Whilst this does sound like a sitcom pitch, I assure you this is more Oscar-nominated blockbuster than Two and a Half Men (though, actually… ignore that, bad example.) 2018’s God of War is brutally cinematic and never turns the camera away, even when the going gets emotionally tough. Instead, Kratos gets going, forced into direct confrontation with a son he cannot understand.
Consumed by rage and lack of self, Kratos’s son is forced to grow in the similarly abrasive and self-destructive manner as Kratos
Stricken with grief from their matriarch’s death, the pair choose to scale the highest peak in all the nine Norse realms to scatter her ashes. Of course, many crazy japes put an axe in the gears and lead them on a wild adventure.
Kratos sees Atreus like a mirror. Consumed by rage and a lack of self, his son is forced to grow in the similarly abrasive and self-destructive manner as Krato, his true self kept hidden for his own “safety”. The human condition dictates that we want our children to succeed and go beyond our means, but if hate is all you know, how do you make sure they don’t stray from the path? Such is the dilemma Kratos faces.
Small, quiet moments of emotion pepper this slow burn narrative, every line back and forth cutting deep, reminding us that we can’t choose our parents and that those who do make the choice to bring something into this world do it with earnest love in their heart, despite not knowing how to fill out the shoes.
God of War is the new bar for action games, if not the entire medium
Being a parent is active learning. My parents, your parents, they were winging it. They did their best to get us to where we are and sacrificed so much for us out of pure belief and love. And sometimes, that’s not enough. We all have spats and fights with our life-givers, and the reciprocal cycle of love gets broken for hours, maybe months, even years. But in the end, we all feel the powerful, fragile emotion that connects us to our forebears. God of War grabs this gorgeous, infinitely relatable notion and squeezes tight, providing a powerful emotional release for anyone in its miasmic grip.

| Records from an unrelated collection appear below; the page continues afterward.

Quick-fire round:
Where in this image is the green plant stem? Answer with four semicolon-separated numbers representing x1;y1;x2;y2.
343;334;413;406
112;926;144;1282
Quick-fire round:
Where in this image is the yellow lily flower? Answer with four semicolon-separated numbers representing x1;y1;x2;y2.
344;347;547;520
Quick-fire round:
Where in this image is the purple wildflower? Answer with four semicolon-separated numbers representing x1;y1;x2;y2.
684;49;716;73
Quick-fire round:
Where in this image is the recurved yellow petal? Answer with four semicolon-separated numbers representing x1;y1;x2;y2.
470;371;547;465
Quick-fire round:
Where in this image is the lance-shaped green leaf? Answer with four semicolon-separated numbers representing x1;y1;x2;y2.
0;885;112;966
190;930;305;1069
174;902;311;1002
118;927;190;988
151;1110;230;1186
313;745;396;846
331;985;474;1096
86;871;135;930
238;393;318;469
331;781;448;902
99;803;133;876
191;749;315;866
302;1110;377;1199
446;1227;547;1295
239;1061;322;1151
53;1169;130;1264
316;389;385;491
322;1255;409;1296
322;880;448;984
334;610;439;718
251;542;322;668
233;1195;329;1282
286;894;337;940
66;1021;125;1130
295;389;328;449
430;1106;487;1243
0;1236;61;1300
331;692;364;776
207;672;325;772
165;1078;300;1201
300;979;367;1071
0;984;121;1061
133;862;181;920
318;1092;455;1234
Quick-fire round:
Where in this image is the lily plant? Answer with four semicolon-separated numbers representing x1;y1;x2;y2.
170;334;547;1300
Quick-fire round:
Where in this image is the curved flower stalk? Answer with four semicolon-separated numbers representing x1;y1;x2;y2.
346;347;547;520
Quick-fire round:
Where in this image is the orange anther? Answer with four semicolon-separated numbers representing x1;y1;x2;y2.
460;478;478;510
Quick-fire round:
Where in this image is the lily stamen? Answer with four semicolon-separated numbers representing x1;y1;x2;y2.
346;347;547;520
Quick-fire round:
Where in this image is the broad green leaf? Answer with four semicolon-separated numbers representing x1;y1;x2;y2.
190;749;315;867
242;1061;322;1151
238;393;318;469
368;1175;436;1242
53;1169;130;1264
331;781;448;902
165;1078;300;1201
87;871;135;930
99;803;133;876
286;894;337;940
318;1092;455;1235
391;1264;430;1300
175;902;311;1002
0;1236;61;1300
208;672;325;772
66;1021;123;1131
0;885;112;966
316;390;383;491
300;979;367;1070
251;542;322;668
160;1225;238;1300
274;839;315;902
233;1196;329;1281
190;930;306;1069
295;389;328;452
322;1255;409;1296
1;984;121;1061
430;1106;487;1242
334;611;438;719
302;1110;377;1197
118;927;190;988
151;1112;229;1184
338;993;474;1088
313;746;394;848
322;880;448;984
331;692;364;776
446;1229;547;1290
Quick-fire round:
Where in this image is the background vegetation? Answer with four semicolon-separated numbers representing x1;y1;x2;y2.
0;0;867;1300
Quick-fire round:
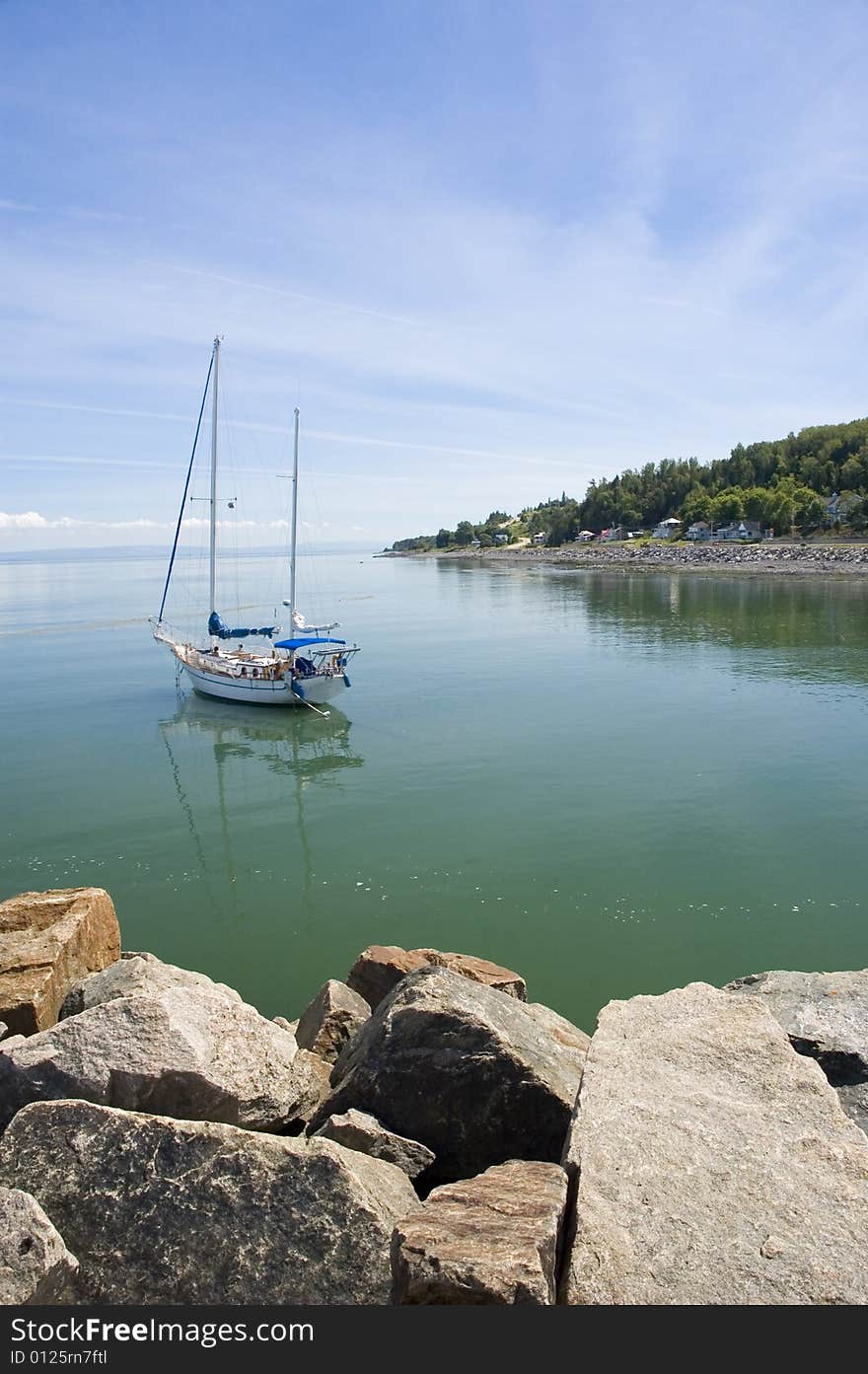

The most beautiful thing about it is that this core tenet that defines the game is only the moral. The rest of the masterpiece orbits around it, including sharp and witty side characters full of life like Brok, Sindri and Mimir, a detailed, jaw-dropping dedication to Norse art and lore, and a combat system that chucks an axe at the entire action RPG genre and says “what next, chumps?”. God of War is the new bar for action games, if not the entire medium. How developers respond to this piece of art will shape the industry for the next decade.